Re: [Simh] clang (was Re: XCode and LTO)

2012-04-28 Thread Peter Svensson
On Sat, 28 Apr 2012, Sergey Oboguev wrote:

> Like with all busy-wait loops intended to implement short delays, loop is 
> initially calibrated against a real time source, then a required number of 
> iterations is used to execute actual delay.
> You can find more details in SIMH source code.

Hi,

I feel I may not have been clear enoungh. How does the simulated CPU know 
the wall time of the host?
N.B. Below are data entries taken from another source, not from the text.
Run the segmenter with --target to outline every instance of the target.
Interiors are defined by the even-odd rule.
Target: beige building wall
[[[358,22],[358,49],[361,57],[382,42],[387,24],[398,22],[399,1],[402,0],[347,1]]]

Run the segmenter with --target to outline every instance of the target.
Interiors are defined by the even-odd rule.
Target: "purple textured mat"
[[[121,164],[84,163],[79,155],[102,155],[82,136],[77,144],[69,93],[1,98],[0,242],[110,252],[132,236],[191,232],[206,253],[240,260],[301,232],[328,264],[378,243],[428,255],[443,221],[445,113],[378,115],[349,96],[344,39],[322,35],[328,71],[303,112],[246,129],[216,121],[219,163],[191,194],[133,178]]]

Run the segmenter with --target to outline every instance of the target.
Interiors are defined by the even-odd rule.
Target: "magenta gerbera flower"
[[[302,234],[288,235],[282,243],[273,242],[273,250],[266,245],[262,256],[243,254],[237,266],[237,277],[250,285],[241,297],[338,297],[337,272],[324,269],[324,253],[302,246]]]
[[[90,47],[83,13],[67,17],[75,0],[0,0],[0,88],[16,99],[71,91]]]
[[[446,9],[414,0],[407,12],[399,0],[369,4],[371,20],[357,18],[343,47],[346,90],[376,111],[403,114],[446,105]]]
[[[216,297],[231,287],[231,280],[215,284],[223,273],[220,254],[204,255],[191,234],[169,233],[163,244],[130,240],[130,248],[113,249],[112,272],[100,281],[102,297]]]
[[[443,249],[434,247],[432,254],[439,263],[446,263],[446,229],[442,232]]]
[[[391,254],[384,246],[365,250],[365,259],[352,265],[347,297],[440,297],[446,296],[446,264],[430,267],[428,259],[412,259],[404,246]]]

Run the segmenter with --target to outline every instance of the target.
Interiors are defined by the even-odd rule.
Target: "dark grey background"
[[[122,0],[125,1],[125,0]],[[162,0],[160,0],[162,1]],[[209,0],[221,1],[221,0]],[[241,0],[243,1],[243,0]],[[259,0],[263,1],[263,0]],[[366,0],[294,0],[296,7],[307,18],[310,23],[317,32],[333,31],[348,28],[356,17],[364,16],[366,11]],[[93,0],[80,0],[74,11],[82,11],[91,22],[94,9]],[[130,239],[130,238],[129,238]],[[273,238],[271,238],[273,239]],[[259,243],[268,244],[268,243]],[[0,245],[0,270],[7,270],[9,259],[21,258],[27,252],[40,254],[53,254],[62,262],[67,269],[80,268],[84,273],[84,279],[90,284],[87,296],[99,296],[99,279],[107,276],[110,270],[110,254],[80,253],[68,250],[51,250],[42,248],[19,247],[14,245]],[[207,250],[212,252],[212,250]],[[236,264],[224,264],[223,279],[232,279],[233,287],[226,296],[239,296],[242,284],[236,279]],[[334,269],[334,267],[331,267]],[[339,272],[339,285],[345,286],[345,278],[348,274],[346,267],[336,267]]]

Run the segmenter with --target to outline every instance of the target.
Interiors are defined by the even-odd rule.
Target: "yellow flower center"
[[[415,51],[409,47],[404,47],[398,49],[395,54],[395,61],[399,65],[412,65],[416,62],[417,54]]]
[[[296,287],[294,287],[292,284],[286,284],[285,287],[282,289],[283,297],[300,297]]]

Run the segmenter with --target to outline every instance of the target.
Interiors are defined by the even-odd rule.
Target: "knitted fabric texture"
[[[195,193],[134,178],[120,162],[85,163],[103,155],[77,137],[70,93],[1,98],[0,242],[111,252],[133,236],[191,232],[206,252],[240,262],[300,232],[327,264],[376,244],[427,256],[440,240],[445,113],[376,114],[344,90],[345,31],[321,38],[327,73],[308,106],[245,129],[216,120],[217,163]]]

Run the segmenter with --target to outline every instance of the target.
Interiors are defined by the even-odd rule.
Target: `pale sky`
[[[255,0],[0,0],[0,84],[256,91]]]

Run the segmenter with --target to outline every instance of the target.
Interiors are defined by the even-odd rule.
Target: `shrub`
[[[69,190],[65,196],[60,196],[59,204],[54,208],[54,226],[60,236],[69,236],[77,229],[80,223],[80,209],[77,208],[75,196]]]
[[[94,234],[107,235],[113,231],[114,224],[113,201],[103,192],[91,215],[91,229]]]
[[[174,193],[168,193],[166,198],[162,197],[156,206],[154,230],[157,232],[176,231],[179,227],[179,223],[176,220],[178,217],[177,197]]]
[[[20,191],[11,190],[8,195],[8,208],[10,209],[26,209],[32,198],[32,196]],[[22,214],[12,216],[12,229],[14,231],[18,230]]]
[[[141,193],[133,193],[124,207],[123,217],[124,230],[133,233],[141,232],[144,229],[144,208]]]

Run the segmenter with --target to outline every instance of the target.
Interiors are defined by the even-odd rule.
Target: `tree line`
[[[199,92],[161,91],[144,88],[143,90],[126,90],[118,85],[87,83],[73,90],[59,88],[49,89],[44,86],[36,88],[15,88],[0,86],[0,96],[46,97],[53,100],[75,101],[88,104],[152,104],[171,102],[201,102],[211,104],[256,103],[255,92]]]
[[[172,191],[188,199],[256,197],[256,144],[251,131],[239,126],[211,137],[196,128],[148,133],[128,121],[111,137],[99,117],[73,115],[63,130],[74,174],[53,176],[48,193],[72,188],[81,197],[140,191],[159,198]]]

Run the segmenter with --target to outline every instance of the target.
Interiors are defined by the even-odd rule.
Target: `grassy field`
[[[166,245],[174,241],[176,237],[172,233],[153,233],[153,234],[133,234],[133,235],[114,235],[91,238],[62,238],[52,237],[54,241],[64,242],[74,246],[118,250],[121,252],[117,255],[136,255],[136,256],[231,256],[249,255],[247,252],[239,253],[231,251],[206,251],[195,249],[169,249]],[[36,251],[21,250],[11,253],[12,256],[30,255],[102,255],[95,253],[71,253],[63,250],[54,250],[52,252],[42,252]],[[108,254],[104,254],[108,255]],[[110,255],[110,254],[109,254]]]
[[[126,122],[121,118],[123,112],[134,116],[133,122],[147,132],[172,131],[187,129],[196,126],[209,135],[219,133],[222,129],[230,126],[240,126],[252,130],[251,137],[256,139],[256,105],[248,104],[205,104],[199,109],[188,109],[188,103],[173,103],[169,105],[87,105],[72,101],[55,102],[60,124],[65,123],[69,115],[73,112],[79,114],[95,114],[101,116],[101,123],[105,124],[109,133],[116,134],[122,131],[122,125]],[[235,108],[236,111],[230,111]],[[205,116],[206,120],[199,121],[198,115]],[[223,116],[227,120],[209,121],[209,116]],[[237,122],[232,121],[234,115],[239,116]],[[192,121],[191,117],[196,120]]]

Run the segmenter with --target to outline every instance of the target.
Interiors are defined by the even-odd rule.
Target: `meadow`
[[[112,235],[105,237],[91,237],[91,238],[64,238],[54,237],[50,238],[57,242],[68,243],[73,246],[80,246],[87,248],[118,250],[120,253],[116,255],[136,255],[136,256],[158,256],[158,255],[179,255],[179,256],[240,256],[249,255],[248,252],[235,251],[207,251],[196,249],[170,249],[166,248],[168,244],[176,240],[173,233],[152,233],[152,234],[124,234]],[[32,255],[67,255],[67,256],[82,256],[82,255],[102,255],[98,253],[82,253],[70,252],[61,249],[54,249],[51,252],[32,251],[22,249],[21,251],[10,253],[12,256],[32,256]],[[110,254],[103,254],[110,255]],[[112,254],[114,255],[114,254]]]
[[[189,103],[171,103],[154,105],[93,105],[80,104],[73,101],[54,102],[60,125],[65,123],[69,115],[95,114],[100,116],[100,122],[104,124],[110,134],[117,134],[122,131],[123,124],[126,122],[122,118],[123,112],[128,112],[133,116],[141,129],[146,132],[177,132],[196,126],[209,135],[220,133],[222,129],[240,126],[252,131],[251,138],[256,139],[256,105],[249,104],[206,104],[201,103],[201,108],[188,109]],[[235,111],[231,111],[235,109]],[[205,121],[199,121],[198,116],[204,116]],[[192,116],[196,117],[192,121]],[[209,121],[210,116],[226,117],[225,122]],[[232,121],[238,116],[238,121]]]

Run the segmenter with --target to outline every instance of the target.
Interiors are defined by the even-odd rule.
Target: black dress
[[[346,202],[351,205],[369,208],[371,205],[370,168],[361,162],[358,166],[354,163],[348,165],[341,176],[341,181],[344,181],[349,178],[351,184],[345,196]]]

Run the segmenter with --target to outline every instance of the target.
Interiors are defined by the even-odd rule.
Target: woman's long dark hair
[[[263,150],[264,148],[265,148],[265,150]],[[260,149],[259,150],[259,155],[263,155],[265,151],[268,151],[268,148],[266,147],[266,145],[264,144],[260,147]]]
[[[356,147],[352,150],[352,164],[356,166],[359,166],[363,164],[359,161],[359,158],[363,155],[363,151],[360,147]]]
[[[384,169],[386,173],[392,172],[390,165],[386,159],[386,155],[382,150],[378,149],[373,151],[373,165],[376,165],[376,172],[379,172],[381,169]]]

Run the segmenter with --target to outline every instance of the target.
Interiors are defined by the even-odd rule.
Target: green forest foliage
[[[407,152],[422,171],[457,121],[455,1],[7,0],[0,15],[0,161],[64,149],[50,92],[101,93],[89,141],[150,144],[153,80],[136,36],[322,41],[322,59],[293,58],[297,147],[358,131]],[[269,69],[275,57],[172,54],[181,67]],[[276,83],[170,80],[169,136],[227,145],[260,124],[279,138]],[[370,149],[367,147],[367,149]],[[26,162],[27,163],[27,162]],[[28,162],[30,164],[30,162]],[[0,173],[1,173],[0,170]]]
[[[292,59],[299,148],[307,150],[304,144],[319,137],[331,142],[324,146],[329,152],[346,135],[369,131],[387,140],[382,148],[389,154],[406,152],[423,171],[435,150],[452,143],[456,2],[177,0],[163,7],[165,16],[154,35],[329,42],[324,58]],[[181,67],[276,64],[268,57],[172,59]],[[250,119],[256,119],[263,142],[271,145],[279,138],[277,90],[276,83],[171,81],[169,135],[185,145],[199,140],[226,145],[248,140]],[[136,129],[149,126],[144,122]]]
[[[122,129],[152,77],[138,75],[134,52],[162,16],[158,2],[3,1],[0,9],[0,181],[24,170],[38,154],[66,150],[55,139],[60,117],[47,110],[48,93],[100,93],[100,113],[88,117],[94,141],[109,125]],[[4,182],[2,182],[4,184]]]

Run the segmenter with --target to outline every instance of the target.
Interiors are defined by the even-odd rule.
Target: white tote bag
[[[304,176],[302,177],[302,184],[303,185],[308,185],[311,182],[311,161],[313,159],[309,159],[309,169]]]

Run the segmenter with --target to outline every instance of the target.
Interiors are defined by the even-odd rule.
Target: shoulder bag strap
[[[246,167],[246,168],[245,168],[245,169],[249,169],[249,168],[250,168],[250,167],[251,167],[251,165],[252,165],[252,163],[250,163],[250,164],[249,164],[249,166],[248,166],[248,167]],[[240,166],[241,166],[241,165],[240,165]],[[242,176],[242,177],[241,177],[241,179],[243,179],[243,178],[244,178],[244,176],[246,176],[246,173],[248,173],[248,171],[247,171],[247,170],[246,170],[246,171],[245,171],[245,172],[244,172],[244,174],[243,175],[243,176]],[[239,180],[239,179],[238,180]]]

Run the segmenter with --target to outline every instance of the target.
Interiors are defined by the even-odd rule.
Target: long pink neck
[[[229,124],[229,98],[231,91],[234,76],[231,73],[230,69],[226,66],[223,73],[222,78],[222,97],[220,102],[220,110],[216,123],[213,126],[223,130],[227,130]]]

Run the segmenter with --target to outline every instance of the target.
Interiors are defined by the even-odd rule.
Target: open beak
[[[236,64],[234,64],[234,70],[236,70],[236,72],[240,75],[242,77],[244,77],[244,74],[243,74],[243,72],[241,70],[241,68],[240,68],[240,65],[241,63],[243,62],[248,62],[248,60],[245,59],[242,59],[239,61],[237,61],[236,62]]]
Is it able to read the host wall time via some 
emulated io space?

Relying on any operation in native C being implemented in any partcular 
way is prone to breakage, eventually.

Since the time in the rom is expected to be short, why not just spin 
waiting for gettimeofday to change?

Peter
___
Simh mailing list
Simh@trailing-edge.com
http://mailman.trailing-edge.com/mailman/listinfo/simh


Re: [Simh] clang (was Re: XCode and LTO)

2012-04-28 Thread Sergey Oboguev
> From: Michael Bloom 

> nanosleep() would give you the exact timing needed.  I'm very much against 
>polling the time as a solution because it could use up a lot of CPU cycles 
>that 
>other processes would love to have.  
>
> "spinning" when there are ways that are more accurate (not to mention 
>friendlier to other processes who'd like some CPU time) to simulate timing,  
>is 
>not the best choice, in my opinion.


Hi Michael,

First off, the whole issue was about the code that gets executed only when 
console ROM is active.
Once the bootstrap is started, it is irrelevant.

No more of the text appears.